According to the largest data set on the condition, a retrospective review of U.S. Army soldiers between 2003 and 2006, just 0.2% developed rhabdo, which scales up to about 7 or 8 cases out of 10,000 every year (and just 2 cases out of 10,000 when translated to the civilian population). But another study reported 29 emergency room visits for exercise-induced rhabdo at NewYork-Presbyterian alone between 2010 and 2014 (14 of which resulted from indoor cycling).
So with the ever-increasing popularity of super-intense workouts, is rhabdo really on the rise?
“We have been seeing rhabdo in more recreational athletes in recent years due to the prevalence of more higher intensity workouts,” says Long. “While training at this level is effective for weight loss and conditioning, any new activity needs to be started at a more moderate level and increased as tolerated.”
How to Reduce Your Rhabdo Risk
They key to avoiding rhabdo and minimizing your risk for all sorts of injuries, big and small, is, as Long says, to “start low and go slow.” Going from zero to Tour de France doesn’t happen overnight, so be patient and persistent and progress will occur over time.
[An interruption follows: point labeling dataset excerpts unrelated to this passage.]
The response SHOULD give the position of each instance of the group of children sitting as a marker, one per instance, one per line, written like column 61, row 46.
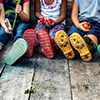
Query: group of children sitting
column 83, row 36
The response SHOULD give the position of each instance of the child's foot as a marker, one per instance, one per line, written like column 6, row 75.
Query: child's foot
column 63, row 42
column 98, row 48
column 0, row 47
column 80, row 45
column 44, row 40
column 30, row 37
column 17, row 51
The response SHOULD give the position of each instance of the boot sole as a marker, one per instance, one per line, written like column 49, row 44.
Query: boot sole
column 30, row 37
column 63, row 42
column 17, row 51
column 44, row 40
column 79, row 44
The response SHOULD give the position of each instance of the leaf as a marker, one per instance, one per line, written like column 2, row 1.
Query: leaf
column 8, row 12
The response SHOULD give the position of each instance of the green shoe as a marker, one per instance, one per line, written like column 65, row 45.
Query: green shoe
column 17, row 51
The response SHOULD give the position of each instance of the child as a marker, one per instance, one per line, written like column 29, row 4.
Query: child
column 52, row 13
column 83, row 38
column 22, row 24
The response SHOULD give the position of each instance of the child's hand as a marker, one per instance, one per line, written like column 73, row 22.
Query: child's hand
column 80, row 26
column 18, row 9
column 43, row 20
column 8, row 30
column 51, row 22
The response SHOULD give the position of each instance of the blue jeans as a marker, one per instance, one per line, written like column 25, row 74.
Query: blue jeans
column 17, row 32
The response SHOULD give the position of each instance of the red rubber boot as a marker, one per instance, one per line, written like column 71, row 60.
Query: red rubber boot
column 30, row 37
column 45, row 41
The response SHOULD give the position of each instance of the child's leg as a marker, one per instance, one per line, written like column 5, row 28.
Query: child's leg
column 30, row 37
column 55, row 29
column 20, row 29
column 39, row 27
column 3, row 37
column 61, row 38
column 17, row 51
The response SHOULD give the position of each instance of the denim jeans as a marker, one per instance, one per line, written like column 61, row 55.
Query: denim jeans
column 17, row 32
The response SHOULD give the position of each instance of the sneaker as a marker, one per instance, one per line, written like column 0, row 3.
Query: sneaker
column 44, row 40
column 17, row 51
column 30, row 37
column 62, row 41
column 80, row 45
column 98, row 48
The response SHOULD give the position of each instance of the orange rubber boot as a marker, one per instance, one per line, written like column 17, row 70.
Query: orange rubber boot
column 30, row 37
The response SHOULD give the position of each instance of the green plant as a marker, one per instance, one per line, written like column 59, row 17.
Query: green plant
column 8, row 12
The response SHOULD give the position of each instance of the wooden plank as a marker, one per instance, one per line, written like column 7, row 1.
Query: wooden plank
column 3, row 53
column 85, row 78
column 51, row 79
column 16, row 79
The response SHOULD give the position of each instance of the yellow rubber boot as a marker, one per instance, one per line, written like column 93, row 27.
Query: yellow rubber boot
column 62, row 41
column 80, row 45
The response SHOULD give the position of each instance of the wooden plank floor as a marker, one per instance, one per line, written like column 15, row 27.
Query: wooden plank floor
column 55, row 79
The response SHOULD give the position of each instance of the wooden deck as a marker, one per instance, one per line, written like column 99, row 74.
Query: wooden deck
column 56, row 79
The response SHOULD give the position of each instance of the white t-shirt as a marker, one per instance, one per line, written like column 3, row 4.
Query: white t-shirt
column 51, row 11
column 89, row 10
“Always start off at a level that you can handle, and gradually progress from there,” says Thornton-Close. “The body is amazing at adapting to a given stimulus, but it still needs time to do that. It’s almost like driving a stick shift car; you can’t go from first to fifth gear right away. You have to progress through second, third, and fourth to get there; same thing with the human body.”
This article is not intended to substitute for informed medical advice. You should not use this information to diagnose or treat a health problem or condition. Always check with your doctor before changing your diet, altering your sleep habits, taking supplements, or starting a new fitness routine.